Large Language Models in Clinical Decision Support: A Comparative Analysis of Chat-GPT and Breast Radiologists on ACR Appropriateness Criteria.
Authors
Affiliations (3)
Affiliations (3)
- The Warren Alpert Medical School, Brown University, Providence, RI (S.A.E., J.R., H.A.Z., G.L.B.).
- Department of Diagnostic Imaging, The Warren Alpert Medical School, Brown University, and Brown University Health, Providence, RI (E.H.D., R.C.W., A.P.L., G.L.B.).

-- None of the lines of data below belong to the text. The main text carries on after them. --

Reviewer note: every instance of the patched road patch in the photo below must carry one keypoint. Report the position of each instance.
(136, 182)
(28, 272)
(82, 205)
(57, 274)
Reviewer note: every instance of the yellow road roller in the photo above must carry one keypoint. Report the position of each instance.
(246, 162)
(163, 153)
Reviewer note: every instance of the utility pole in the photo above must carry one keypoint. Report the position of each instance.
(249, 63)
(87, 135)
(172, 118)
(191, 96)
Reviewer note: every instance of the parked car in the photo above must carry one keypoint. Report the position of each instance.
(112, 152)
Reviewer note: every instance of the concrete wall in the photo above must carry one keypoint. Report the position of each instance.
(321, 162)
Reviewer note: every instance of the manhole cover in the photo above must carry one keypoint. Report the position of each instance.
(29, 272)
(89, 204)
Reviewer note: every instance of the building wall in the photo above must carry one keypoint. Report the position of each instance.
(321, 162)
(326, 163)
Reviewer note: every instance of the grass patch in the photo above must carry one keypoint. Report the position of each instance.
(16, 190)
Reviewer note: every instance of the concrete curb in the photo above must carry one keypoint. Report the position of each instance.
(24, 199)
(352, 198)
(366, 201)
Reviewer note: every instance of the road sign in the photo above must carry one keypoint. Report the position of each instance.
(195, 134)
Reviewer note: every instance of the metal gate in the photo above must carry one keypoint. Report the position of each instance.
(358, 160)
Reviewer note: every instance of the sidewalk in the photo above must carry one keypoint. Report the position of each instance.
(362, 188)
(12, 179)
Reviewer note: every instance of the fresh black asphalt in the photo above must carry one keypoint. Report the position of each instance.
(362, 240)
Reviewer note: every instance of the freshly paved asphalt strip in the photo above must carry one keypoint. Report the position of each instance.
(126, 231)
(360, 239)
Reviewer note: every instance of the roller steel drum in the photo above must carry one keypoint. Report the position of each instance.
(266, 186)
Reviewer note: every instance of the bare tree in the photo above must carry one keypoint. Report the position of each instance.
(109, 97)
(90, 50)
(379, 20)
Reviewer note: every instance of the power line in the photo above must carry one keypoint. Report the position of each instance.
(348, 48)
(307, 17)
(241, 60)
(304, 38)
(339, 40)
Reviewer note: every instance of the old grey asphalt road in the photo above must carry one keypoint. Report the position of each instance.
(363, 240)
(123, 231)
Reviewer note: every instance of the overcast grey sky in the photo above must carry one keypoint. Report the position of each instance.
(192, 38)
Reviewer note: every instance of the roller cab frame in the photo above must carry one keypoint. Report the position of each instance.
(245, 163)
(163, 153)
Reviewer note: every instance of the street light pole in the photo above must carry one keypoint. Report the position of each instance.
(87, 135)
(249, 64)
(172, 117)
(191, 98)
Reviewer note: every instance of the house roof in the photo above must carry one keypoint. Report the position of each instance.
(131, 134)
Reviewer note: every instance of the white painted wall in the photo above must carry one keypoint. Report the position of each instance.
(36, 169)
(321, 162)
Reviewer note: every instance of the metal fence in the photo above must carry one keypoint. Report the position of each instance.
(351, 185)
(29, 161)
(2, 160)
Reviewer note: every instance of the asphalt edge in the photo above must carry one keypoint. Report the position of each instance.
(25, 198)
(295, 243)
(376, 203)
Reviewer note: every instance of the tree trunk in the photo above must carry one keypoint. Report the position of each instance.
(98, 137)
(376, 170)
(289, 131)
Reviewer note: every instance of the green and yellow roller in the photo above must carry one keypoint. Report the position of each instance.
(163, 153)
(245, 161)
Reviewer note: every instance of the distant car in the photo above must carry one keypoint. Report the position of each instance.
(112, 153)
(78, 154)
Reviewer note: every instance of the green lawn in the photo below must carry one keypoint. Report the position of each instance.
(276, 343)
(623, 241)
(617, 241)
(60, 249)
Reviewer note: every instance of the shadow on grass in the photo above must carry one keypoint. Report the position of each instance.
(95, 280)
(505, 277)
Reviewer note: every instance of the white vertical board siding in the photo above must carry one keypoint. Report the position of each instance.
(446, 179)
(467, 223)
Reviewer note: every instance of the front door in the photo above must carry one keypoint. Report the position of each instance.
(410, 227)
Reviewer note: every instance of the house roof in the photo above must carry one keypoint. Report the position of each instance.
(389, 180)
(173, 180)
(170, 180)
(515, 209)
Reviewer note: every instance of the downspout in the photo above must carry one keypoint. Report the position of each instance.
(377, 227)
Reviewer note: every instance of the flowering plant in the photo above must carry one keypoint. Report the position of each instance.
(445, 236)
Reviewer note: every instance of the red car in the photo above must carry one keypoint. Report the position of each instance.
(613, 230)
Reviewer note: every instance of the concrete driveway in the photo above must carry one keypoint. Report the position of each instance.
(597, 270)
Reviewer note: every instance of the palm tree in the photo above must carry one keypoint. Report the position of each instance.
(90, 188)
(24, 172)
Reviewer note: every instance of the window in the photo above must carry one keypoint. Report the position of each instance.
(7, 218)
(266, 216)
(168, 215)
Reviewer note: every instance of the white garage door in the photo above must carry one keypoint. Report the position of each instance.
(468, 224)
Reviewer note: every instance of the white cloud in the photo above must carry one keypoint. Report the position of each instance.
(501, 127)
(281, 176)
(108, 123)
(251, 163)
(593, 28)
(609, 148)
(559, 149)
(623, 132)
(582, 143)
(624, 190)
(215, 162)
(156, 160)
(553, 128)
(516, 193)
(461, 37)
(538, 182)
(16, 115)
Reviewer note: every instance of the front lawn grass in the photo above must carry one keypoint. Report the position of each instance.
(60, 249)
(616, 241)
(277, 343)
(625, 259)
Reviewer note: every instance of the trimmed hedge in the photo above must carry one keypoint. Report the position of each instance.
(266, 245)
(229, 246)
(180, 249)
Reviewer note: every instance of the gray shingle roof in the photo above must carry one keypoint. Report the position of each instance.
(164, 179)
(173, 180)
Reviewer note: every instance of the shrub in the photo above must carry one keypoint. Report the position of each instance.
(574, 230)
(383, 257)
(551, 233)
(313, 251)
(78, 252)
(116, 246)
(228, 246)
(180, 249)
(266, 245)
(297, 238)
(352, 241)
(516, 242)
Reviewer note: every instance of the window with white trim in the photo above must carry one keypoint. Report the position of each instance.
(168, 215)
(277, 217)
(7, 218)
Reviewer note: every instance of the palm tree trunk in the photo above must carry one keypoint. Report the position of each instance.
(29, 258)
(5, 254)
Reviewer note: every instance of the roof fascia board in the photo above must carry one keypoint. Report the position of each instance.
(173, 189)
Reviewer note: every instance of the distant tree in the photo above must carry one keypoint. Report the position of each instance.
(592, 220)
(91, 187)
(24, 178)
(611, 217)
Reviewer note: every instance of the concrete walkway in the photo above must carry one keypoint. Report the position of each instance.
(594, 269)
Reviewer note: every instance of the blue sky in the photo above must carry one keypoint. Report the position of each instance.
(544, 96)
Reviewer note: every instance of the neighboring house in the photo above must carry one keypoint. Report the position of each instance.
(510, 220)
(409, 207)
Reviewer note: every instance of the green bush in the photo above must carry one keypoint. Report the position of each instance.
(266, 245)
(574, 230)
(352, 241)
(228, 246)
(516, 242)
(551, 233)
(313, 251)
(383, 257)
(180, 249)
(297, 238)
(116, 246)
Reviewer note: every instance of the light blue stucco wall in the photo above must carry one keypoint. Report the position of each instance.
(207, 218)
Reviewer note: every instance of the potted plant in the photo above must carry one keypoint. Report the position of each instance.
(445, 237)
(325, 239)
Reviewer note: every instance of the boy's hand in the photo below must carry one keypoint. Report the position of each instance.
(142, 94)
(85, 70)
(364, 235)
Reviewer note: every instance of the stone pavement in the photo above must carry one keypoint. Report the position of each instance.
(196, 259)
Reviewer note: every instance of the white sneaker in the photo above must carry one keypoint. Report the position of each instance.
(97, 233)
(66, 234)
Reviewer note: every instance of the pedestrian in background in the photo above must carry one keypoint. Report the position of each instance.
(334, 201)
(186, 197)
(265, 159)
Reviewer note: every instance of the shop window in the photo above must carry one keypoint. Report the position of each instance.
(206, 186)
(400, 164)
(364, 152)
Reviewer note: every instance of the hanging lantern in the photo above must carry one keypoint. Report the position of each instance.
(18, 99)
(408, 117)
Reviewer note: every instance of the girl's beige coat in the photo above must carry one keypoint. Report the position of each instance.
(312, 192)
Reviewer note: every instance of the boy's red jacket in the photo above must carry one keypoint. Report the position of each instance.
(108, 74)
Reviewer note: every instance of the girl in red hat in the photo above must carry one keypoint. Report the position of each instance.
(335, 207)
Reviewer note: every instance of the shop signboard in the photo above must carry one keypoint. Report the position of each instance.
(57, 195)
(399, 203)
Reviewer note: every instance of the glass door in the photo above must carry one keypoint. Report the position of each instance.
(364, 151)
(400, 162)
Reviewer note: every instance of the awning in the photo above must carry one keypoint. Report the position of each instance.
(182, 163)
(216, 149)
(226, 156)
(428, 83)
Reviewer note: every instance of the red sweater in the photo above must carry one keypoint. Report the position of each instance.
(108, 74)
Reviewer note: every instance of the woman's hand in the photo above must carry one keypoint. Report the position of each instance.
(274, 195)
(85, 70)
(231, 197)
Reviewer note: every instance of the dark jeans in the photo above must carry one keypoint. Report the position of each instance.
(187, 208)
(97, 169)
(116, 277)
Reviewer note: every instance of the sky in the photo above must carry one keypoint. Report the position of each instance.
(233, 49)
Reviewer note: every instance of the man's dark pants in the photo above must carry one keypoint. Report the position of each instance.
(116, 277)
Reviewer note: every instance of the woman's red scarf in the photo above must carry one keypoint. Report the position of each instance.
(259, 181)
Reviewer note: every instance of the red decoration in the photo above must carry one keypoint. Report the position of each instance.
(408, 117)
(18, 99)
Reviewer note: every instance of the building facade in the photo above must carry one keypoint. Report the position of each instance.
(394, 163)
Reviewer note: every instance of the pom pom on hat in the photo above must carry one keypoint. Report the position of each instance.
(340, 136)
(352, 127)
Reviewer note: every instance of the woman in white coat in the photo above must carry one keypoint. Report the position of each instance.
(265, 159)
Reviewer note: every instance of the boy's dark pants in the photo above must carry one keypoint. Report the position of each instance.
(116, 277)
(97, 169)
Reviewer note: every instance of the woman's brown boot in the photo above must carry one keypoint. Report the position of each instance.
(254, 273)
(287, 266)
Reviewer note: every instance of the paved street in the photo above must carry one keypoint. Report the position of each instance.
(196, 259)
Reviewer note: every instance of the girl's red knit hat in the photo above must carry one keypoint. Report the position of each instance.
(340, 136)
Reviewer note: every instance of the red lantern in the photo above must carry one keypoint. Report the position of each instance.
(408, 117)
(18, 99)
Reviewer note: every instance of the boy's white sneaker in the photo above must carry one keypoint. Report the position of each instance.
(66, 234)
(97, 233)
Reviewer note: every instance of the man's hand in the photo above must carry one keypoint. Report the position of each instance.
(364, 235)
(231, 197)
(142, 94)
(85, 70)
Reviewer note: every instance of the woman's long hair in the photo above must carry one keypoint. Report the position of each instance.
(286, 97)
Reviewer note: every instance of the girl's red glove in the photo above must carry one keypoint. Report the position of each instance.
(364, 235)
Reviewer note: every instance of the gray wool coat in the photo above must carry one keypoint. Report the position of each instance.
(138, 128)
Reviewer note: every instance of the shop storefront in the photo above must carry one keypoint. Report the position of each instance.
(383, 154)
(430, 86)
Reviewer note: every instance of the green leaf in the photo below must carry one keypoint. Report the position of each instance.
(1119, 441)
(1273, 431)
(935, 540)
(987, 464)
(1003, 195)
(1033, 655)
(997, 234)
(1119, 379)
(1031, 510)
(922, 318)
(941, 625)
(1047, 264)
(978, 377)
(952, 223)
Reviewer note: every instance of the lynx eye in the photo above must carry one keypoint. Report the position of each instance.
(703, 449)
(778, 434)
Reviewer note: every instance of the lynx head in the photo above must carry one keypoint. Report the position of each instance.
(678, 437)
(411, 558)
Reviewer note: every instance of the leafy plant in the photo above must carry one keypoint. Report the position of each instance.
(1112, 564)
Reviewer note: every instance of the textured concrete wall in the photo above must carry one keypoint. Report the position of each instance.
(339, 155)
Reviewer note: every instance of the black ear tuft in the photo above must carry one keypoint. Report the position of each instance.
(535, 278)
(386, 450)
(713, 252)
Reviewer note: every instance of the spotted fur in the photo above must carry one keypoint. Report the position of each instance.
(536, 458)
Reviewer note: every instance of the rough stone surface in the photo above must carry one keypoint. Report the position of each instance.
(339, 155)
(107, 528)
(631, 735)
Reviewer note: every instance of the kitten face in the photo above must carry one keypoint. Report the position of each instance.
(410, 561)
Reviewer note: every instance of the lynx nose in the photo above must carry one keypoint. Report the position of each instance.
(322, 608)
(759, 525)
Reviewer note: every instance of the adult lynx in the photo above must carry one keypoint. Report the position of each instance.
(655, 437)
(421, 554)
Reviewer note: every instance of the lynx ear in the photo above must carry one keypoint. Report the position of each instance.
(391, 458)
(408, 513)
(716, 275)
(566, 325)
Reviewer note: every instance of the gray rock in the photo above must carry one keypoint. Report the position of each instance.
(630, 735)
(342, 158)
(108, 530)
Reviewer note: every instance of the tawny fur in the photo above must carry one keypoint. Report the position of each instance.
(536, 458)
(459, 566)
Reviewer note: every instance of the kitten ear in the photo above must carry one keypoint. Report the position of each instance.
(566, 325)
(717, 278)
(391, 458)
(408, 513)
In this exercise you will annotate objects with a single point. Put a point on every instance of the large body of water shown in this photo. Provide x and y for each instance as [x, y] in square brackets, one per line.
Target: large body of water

- The Warren Alpert Medical School, Brown University, Providence, RI (S.A.E., J.R., H.A.Z., G.L.B.); Department of Diagnostic Imaging, The Warren Alpert Medical School, Brown University, and Brown University Health, Providence, RI (E.H.D., R.C.W., A.P.L., G.L.B.); Brown Radiology Human Factors Lab, Providence, RI (G.L.B.). Electronic address: [email protected].
Abstract
This study evaluates the performance of ChatGPT, a large language model (LLM), in selecting appropriate imaging modalities for breast imaging scenarios using the American College of Radiology (ACR) Appropriateness Criteria (AC). We aim to compare the agreement of ChatGPT with the ACR AC to that of breast radiologists at a single institution in selecting appropriate imaging modalities. The study utilized ten randomly selected clinical variants from the ACR AC breast imaging category. Outputs were obtained from ChatGPT-3.5, ChatGPT-4, and ChatGPT-4o using the versions available in July 2024. The ChatGPT versions and four breast radiologists rated the appropriateness of 81 imaging decisions on a scale from 1 to 9. For each imaging option within a clinical scenario, the ratings provided by the radiologists and four independent samplings of ChatGPT's responses were aggregated. Agreement between ratings from ChatGPT, radiologists, and the ACR AC was analyzed using generalized estimating equations (GEEs) and Bland-Altman plots to assess consistency and bias. Radiologists had the lowest overall mean bias (0.2438) relative to the ACR (p = 0.489). All versions of ChatGPT had larger mean biases that were significant (GPT-4o: 2.463; GPT-4: 1.7623, GPT-3.5: 2.4691, all p<0.001). All had a slope bias (p < 0.001), but radiologists had the smallest slope bias. In summary, radiologists were closer to the ACR AC and were oftentimes as variable or even less variable as a group than the same ChatGPT version at the same time. ChatGPT shows promise as an AI tool for imaging decision-making, but current versions lack the accuracy, consistency, and reproducibility demonstrated by experienced radiologists. The study underscores the importance for human oversight in clinical applications and the need for further development to improve ChatGPT's and other LLMs' reliability and alignment with established guidelines.